Il 21 giugno 1859, con le dimissioni del delegato pontificio e l'abbattimento degli stemmi pontifici, dopo due secoli e mezzo si chiuse definitivamente il periodo del potere temporale dei Papi su Ferrara.
Il governo provvisorio immediatamente insediato il giorno dopo, decretò, tra le altre cose, che fosse punito col massimo rigore chiunque recasse offesa a qualsiasi cittadino per qualsiasi pretesto.
L'11 marzo 1860, si tenne il referendum per l'annessione al Piemonte, su 49.220 elettori iscritti votarono 48.999, di cui 48.778 favorevoli, 138 nulle, 83 contrarie.
Nel nuovo parlamento nazionale apertosi il 18 febbraio 1861 furono eletti i seguenti rappresentanti ferraresi: avv. Francesco Mayer, il prof.

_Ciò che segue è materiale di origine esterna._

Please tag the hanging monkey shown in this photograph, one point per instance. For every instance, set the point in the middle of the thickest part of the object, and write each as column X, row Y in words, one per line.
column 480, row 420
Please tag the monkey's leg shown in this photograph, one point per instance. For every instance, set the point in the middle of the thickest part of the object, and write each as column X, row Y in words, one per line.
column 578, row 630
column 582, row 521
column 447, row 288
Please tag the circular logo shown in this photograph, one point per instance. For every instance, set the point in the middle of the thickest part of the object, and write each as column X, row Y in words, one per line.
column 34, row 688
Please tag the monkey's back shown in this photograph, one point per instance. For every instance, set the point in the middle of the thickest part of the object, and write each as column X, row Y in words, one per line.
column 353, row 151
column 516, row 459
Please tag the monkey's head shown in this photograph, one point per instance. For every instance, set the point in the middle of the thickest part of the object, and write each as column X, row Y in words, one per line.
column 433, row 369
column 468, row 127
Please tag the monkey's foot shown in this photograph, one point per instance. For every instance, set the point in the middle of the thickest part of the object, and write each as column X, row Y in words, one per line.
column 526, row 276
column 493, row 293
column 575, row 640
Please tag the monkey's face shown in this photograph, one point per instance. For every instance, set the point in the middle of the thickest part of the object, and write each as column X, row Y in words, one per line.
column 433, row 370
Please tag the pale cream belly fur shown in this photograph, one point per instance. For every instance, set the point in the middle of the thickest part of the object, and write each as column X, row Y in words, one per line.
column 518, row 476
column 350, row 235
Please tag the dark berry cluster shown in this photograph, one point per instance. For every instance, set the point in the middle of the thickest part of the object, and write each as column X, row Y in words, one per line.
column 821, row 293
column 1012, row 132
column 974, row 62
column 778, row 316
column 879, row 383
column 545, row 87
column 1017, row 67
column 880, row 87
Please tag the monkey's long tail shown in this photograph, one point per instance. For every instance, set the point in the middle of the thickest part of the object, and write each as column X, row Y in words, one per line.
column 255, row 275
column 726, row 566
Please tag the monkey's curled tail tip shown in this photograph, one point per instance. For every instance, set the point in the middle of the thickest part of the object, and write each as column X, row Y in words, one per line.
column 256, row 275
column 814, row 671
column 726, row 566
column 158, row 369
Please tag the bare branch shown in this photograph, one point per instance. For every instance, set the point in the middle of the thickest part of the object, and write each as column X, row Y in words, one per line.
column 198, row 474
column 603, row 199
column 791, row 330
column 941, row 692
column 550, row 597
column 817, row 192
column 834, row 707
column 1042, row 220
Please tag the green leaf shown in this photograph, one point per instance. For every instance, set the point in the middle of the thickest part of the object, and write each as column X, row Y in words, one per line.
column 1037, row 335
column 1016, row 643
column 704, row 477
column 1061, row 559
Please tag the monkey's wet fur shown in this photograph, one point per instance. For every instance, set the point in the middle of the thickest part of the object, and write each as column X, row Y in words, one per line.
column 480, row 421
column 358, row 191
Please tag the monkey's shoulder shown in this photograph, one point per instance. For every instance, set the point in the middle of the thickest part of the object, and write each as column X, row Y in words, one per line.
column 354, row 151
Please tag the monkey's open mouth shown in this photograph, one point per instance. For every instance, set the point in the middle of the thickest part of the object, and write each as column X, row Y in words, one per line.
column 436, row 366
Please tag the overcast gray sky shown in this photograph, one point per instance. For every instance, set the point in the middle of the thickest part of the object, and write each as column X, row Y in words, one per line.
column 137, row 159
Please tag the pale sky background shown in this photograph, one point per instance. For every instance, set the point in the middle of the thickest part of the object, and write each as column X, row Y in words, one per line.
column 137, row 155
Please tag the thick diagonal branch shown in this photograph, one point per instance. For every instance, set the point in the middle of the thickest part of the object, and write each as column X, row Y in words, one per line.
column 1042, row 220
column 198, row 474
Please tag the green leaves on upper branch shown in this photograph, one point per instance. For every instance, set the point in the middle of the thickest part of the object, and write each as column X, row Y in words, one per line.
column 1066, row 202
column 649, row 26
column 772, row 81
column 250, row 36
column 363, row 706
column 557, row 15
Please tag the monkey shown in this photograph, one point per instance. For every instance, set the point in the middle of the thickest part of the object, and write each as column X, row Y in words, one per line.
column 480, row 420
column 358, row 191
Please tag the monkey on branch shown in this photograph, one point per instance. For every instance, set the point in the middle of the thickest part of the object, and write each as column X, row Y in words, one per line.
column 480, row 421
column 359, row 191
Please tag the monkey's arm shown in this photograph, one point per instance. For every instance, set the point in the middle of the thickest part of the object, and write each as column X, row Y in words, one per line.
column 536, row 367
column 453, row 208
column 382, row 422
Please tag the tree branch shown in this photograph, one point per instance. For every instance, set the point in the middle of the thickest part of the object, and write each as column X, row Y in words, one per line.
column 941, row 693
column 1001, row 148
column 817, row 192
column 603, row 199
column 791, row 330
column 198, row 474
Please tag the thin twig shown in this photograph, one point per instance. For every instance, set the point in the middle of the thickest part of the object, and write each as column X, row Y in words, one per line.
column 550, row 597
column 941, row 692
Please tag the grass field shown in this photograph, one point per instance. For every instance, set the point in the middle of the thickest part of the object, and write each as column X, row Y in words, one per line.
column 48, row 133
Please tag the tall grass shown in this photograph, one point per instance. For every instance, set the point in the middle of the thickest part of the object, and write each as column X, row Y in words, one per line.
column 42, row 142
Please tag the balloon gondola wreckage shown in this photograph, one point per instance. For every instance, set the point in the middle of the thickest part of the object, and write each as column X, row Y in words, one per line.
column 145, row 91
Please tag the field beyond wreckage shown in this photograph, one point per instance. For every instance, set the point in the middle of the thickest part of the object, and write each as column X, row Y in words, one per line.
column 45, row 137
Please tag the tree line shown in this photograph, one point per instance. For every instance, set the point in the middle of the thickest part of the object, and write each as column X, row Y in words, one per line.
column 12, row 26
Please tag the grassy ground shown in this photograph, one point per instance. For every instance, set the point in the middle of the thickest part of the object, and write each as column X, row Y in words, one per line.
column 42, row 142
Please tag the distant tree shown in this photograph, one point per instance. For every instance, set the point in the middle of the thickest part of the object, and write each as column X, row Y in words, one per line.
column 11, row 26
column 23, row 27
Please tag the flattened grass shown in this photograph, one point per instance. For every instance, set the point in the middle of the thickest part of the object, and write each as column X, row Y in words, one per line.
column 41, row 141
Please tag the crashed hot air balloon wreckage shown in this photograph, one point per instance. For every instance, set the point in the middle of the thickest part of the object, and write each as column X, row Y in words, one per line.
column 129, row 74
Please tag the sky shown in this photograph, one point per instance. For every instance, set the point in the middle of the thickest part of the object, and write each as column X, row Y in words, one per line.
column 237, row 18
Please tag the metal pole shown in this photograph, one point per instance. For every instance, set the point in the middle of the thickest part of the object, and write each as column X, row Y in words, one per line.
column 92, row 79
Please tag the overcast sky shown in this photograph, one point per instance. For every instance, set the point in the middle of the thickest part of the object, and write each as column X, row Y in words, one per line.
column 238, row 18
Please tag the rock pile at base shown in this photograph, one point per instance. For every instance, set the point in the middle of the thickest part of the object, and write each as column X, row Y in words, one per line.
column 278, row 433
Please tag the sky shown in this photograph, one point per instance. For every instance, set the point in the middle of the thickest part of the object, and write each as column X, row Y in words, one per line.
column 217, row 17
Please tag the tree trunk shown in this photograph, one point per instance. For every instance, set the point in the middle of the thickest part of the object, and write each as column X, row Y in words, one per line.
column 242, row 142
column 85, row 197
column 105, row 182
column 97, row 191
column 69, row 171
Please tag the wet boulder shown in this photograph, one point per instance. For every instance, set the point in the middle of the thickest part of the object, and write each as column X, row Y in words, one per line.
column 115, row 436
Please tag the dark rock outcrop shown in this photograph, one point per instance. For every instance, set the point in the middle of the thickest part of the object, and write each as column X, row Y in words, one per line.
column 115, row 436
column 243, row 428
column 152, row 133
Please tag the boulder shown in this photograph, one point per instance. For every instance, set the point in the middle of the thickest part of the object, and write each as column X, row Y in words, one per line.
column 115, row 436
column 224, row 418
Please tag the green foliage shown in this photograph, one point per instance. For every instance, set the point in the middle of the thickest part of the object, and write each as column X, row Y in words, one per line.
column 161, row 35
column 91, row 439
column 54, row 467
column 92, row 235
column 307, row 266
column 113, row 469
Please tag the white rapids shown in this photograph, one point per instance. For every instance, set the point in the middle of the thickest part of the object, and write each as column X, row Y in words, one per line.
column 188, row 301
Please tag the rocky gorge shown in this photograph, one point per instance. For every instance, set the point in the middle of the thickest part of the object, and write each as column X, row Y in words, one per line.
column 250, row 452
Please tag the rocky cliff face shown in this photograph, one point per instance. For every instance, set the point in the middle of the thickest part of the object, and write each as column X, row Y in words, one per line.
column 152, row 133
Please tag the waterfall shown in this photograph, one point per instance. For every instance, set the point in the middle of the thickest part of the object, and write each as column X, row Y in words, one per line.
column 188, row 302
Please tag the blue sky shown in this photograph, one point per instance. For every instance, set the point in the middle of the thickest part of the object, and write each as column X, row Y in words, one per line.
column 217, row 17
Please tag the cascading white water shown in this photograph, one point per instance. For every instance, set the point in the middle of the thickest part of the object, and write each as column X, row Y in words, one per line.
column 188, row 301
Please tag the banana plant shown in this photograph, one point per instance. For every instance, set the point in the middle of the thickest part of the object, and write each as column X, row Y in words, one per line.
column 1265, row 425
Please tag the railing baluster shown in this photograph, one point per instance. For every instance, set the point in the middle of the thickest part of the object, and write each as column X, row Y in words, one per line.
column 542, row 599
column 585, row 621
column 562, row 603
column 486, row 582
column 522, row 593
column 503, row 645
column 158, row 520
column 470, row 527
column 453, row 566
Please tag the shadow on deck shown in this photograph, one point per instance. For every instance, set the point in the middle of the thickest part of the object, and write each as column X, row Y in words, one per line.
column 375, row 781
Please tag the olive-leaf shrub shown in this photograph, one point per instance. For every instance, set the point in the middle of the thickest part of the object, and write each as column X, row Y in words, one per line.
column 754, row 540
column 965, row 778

Carlo Grillenzoni, il dott. Francesco Borgatti e Federico Seismit - Doda.
Per concludere appare molto interessante sottolineare l'elemento di continuità che sussiste nell'analisi di Giosuè Carducci, quando nel già citato discorso del 7 gennaio 1897, recita:" Ma i tempi sono oggimai sconsolati di bellezza e d'idealità; direbbesi che manchi nelle generazioni crescenti la coscienza, da poi che troppo i reggitori hanno mostrato di non curare la nazionale educazione. I volghi affollantisi intorno ai baccani e agli scandali, dirò così, officiali, dimenticano, anzi ignorano, i giorni delle glorie; nomi e fatti dimenticano della grande istoria recente, mercé dei quali essi divennero, o dovevano divenire, un popolo; ignora il popolo e trascura, e solo se ne ricordano per loro interesse i partiti."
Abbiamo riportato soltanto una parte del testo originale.